The purpose of these various agreements is to be as clear and unambiguous as possible. The aim is to provide reassurance and certainty of outcome. However, under our legislation (section 16 of the Family Law (Scotland) Act 1985), it is possible in certain circumstances to challenge the terms of such an agreement, or part of it, if it can be shown that the agreement or any term of it was not fair and reasonable at the time it was entered into.

In the leading case of Gillon v Gillon, (No.) 1995 SLT 678, the court set out the principles to apply when looking to challenge an agreement.  They are as follows:

  • It is necessary to examine the agreement from the point of view of both fairness and reasonableness;
  • Such examination must relate to all the relevant circumstances leading up to and prevailing at the time of the execution of the agreement including amongst other things the nature and quality of any legal advice given to either party;
  • Evidence that some unfair advantage was taken by one party of the other by reason of circumstances prevailing at the time of negotiations may have a cogent bearing on the determination of the issue;
  • The court should not be unduly ready to overturn agreements validly entered into; and
  • The fact that it transpires that an agreement has led to an unequal and possibly very unequal division of assets does not by itself necessarily give rise to any inference of unfairness and unreasonableness.

Gillon set a very high test and is not easy to challenge agreements.  This must always be borne in mind when deciding whether or not to agree to the terms of an agreement.  There have been various cases since this decision.

The recent case of D v D [2021] CSOH 66 is quite unusual.  It did not involve a Minute of Agreement.  Instead, it related to negotiations in the lead up to a proof (full evidential hearing) in a Court of Session divorce case.   The defender’s agent sent an email to the pursuer’s agents setting out the terms of the agreement.  The pursuer’s agents replied to acknowledge the defender’s email had set out the agreed terms of settlement.  This was because the pursuer had instructed her solicitor and her Advocate to accept the defender’s increased offer.  The pursuer then changed her mind.
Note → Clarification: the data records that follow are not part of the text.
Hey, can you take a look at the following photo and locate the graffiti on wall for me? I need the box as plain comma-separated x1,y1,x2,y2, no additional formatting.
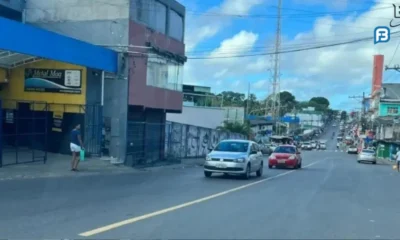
165,122,246,158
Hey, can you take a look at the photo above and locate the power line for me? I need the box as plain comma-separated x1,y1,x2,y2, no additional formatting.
188,31,400,60
186,32,378,54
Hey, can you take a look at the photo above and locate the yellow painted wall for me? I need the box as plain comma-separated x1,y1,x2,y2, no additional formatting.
0,60,86,113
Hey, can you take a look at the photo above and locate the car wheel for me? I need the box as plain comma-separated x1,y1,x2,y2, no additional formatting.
243,165,251,179
256,164,264,177
204,171,212,177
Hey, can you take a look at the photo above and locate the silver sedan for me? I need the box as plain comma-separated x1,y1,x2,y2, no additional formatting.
357,149,376,164
204,140,264,179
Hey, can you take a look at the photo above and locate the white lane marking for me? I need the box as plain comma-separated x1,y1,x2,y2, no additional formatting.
79,158,324,237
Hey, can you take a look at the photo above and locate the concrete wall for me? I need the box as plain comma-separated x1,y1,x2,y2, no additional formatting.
165,122,246,158
167,106,225,129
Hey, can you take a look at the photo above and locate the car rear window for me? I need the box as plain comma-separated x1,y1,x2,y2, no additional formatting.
274,146,296,154
362,150,375,154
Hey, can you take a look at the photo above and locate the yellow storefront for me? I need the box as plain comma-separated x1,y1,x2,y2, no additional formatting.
0,60,87,153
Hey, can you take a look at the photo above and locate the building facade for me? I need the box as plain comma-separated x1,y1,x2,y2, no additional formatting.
0,0,25,22
25,0,186,165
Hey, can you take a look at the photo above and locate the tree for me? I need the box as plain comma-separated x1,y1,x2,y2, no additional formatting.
217,121,251,136
340,111,347,120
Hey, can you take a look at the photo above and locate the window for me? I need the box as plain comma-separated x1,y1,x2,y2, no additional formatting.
147,57,183,91
274,146,296,154
168,10,183,42
388,107,399,114
214,141,249,152
131,0,167,34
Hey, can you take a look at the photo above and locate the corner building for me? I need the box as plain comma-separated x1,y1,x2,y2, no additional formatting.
24,0,186,166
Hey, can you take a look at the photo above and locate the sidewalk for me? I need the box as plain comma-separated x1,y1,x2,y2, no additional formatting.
0,153,204,181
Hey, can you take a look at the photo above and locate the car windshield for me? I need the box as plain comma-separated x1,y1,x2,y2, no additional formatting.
274,146,296,154
214,141,249,152
362,150,375,154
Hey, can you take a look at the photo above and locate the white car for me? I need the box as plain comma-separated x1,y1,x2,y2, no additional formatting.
311,141,317,148
357,149,376,164
204,140,264,179
347,146,358,154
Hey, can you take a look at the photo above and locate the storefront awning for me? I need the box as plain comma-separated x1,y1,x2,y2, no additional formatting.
0,17,118,73
0,50,42,69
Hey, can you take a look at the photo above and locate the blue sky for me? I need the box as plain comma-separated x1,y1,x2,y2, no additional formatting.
180,0,400,110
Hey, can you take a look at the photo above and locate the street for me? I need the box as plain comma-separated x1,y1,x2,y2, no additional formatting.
0,127,400,239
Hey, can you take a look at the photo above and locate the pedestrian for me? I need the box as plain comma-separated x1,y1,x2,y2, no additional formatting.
70,124,84,171
395,148,400,172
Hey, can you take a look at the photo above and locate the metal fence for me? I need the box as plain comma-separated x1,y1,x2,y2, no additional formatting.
0,100,49,167
126,122,246,166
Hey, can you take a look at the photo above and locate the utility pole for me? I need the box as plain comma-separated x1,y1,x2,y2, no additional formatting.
349,92,365,116
244,82,250,122
385,64,400,72
272,0,282,135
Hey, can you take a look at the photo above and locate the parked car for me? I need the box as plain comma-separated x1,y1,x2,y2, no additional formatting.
301,142,312,150
204,140,264,179
311,141,317,149
258,144,272,155
357,149,376,164
268,145,302,169
347,145,358,154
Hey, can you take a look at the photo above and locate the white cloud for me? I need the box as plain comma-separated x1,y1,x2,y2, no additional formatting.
185,0,400,107
185,0,265,51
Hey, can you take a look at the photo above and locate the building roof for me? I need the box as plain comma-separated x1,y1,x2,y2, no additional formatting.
381,83,400,100
0,17,118,73
250,119,274,126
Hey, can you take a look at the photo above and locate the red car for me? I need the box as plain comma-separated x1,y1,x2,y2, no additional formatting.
268,145,302,169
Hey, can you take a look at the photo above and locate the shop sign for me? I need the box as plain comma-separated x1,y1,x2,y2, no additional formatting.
24,68,82,94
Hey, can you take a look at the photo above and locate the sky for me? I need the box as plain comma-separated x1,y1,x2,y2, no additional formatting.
178,0,400,110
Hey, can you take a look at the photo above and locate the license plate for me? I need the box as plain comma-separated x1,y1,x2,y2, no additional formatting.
216,164,226,168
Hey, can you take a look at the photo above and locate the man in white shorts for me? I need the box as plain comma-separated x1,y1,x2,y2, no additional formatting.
70,124,83,171
395,148,400,172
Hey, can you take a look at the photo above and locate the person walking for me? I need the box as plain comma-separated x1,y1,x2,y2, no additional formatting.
70,124,84,171
395,148,400,172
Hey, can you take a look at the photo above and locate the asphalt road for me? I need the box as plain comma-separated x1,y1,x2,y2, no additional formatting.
0,124,400,239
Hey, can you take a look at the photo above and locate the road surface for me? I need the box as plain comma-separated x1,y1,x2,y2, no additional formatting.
0,125,400,239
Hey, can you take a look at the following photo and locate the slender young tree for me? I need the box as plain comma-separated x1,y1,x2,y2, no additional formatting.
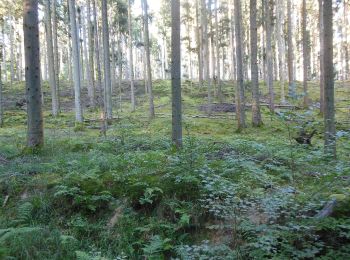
214,0,223,103
318,0,325,114
92,0,105,108
23,0,44,148
171,0,182,147
51,0,60,107
128,0,136,111
276,0,286,104
287,0,296,97
86,0,96,108
302,0,309,108
68,0,83,123
102,0,113,119
0,55,4,128
201,0,212,114
250,0,262,127
45,0,59,116
322,0,336,158
142,0,155,118
234,0,246,131
265,0,275,112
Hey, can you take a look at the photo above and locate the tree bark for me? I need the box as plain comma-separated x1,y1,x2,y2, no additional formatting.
318,0,324,114
215,0,223,103
0,59,4,128
265,0,275,112
102,0,113,119
142,0,155,118
52,0,60,111
323,0,336,158
250,0,262,127
171,0,182,148
287,0,296,97
128,0,136,111
68,0,83,123
302,0,309,108
86,0,96,108
234,0,246,131
201,0,212,114
45,0,59,116
196,0,203,88
23,0,44,148
276,0,286,104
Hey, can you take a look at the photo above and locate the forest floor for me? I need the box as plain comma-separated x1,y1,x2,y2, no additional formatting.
0,81,350,260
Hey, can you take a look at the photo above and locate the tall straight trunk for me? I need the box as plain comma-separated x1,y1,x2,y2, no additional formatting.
265,0,275,112
1,26,7,82
142,0,155,118
0,60,4,128
45,0,59,116
196,0,203,88
318,0,325,114
117,27,123,112
234,0,246,131
68,0,83,123
250,0,262,127
23,0,44,148
208,0,216,96
343,1,350,80
128,0,136,111
214,0,223,103
92,0,105,108
231,6,237,81
302,0,309,108
86,0,95,108
287,0,296,97
9,18,15,87
102,0,113,119
51,0,60,110
17,36,23,81
80,6,91,94
323,0,336,158
171,0,182,147
77,6,85,83
201,0,212,114
276,0,286,104
111,37,117,98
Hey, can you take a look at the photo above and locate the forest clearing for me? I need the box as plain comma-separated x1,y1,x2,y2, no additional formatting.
0,0,350,260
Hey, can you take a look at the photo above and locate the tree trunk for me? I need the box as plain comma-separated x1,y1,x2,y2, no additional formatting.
52,0,60,111
323,0,336,158
250,0,262,127
9,18,15,87
234,0,246,131
128,0,136,111
171,0,182,148
276,0,286,104
302,0,309,108
86,0,96,108
45,0,59,116
201,0,212,114
265,0,275,112
102,0,113,119
196,0,203,88
142,0,155,118
68,0,83,123
0,59,4,128
215,0,223,103
23,0,44,148
287,0,296,97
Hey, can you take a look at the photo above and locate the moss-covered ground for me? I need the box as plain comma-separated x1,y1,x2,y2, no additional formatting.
0,81,350,259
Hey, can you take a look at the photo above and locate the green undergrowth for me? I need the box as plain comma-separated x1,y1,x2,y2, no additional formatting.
0,80,350,259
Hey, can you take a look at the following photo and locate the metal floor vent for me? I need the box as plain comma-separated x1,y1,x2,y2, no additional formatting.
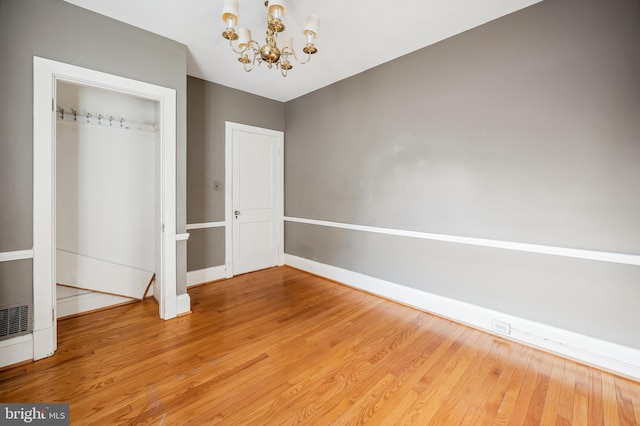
0,305,29,340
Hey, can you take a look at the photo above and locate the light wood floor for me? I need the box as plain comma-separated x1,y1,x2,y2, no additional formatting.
0,267,640,425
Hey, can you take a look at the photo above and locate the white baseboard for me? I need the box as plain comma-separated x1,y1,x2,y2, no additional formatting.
0,334,33,367
285,254,640,380
187,265,227,287
56,292,133,318
176,293,191,315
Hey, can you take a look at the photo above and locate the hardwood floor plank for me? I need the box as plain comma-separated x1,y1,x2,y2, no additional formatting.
507,351,544,426
484,346,534,426
612,376,636,426
0,267,640,426
572,364,590,425
540,357,565,424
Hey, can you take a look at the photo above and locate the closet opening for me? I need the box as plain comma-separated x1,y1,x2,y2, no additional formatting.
55,81,161,318
32,57,179,360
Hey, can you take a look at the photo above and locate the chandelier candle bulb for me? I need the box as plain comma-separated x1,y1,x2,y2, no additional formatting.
304,15,320,37
238,28,251,50
222,0,240,28
282,36,293,50
268,0,287,19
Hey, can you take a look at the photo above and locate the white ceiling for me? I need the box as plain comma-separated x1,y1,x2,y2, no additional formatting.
66,0,541,101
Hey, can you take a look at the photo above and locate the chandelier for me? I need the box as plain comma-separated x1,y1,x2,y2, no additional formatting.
222,0,320,77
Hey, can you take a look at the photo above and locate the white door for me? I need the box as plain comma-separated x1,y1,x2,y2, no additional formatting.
227,123,284,275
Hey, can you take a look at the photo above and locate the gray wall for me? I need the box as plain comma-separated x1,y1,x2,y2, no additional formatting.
0,0,187,304
285,0,640,348
187,77,284,271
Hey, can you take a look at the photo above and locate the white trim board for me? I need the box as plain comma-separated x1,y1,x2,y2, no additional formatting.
284,216,640,266
0,334,33,367
285,254,640,380
0,250,33,262
187,265,227,287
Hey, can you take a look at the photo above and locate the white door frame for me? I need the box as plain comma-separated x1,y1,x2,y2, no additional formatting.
33,56,177,360
224,121,284,278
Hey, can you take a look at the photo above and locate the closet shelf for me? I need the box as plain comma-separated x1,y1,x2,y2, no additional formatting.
56,112,158,132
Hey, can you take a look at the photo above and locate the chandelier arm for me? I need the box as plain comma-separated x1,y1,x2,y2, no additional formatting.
284,47,311,65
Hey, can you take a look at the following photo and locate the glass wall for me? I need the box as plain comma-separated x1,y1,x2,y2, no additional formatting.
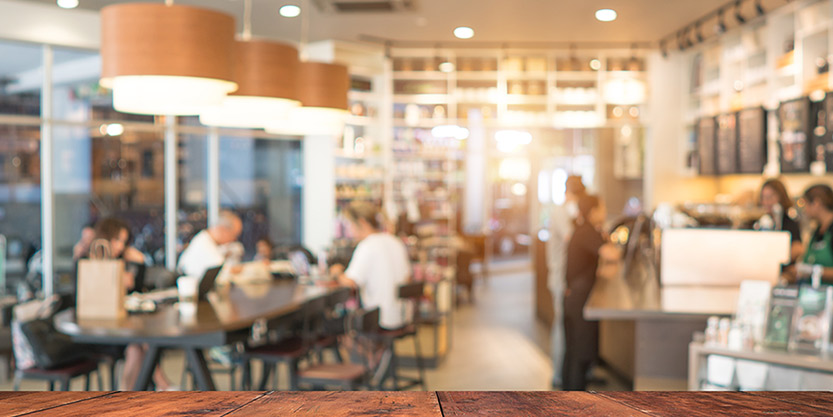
0,41,303,291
The issue was whether a binding agreement which had been reached in pre-proof negotiations should be set aside in terms of section 16, on the basis it was unfair and unreasonable.  The pursuer tried to argue that it should be set aside.  She was unsuccessful, with the court holding that section 16 “should not be regarded as the final port of call of parties who simply have second thoughts and wish to re-litigate the past”.

This case illustrates how very important it is that parties fully understand the implications of reaching an agreement.  The judge held that there was no issue in the quality of the legal advice provided to the pursuer by her solicitor and her Advocate.

Section 16 can also be relevant when looking at an agreement entered into in a foreign jurisdiction, such as a prenuptial agreement entered into by parties when they were living somewhere else and before moving to Scotland.  Scots law will apply lex loci contractus or, law of the place where the contract is made.  So, if parties entered into a French pre-nuptial agreement and then moved to Scotland where they subsequently separated, the agreement would be interpreted in accordance with French law.   Advice would need to be obtained from French lawyers.  However, the court in Scotland would still be entitled under section 16 of the Family Law (Scotland) Act 1985 to set aside the pre-nuptial agreement (or parts of it) if the court held that the agreement was not fair and reasonable at the time it was entered into.  So, if one other party raised that issue then it might be necessary to look at the wider context and circumstances in which the agreement was made.

Where we are being asked to prepare an agreement we always check whether there is any prospect of advice being required from a different jurisdiction.  An example of that would be where parties were living in Scotland but part of the agreement related to an asset held in a different jurisdiction or, in the context of pre and post-nuptial agreements, if there is a possibility that at some future point the couple might move away from Scotland.

Getting the right advice is key to ensuring an agreement properly reflects what you want to achieve.